Member of the Pennsylvania House of Representatives from the Chester County district
- In office 1887–1890 Serving with Lewis H. Evans, John W. Hickman, D. Smith Talbot
- Preceded by: Theodore K. Stubbs, William Wayne, Levi Fetters, Levi B. Kaler
- Succeeded by: David H. Branson, William Preston Snyder, Joseph G. West

Personal details
- Born: William Wirt McConnell May 4, 1834 Honey Brook, Pennsylvania, U.S.
- Died: December 26, 1895 (aged 61) Philadelphia, Pennsylvania, U.S.
- Resting place: Honey Brook Presbyterian Cemetery Honey Brook, Pennsylvania, U.S.
- Party: Republican
- Occupation: Politician; businessman;

= William W. McConnell =

American politician (1834–1895)

William Wirt McConnell (May 4, 1834 – December 26, 1895) was an American politician from Pennsylvania. He served as a member of the Pennsylvania House of Representatives, representing Chester County from 1887 to 1890.

==Early life==
William Wirt McConnell was born on May 4, 1834, in Honey Brook, Pennsylvania. He attended Howard Academy in Rockville, Chester County.

==Career==
During the Civil War, McConnell served in the commissary department. He worked at a rolling mill and for a mercantile business. He owned a hardware store in Honey Brook.
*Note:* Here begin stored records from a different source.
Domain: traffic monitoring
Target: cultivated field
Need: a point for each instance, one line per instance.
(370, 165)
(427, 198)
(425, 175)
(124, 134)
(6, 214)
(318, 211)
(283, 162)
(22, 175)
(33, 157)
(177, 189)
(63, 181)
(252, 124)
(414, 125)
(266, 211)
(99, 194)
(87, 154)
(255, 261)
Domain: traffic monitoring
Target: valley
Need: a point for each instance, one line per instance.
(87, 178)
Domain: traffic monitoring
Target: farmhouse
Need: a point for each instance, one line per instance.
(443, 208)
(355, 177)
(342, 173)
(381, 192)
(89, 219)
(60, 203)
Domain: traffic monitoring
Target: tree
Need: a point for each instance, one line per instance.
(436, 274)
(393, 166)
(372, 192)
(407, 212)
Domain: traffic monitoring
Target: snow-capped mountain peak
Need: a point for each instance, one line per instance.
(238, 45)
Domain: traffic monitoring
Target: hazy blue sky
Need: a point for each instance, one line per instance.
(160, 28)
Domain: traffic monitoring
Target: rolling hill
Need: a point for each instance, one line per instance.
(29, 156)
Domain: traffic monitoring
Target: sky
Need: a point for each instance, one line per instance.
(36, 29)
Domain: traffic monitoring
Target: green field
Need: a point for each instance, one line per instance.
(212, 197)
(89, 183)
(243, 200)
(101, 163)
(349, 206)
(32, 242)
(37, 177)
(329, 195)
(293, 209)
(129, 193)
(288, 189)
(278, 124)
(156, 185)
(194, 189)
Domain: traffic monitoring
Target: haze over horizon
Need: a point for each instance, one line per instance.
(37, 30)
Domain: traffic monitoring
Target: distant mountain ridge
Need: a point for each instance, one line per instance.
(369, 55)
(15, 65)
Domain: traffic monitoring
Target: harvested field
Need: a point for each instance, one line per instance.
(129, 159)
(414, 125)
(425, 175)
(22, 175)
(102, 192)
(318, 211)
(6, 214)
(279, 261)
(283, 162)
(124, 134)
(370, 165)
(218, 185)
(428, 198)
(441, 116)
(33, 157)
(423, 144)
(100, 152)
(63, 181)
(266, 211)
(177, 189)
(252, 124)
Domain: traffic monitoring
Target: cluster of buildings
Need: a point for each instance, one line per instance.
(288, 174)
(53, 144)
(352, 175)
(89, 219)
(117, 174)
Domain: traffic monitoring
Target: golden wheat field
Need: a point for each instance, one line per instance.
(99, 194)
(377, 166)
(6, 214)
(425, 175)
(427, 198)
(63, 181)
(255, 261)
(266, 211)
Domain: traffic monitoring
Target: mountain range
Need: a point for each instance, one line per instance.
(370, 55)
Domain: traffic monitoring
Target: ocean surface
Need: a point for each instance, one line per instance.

McConnell was a Republican. He served as a member of the Pennsylvania House of Representatives, representing Chester County from 1887 to 1890. In 1893, he was a delegate to the Republican state convention.

McConnell was director of the Chester County Trust Company.

==Personal life==
McConnell was a member of the Honey Brook Presbyterian Church.

McConnell died on December 26, 1895, at his sister's home in Philadelphia. He was in Philadelphia receiving treatment. He was interred at Honey Brook Presbyterian Cemetery. His funeral was attended by local politicians, including Smedley Darlington, D. Smith Talbot and C. Wesley Talbot.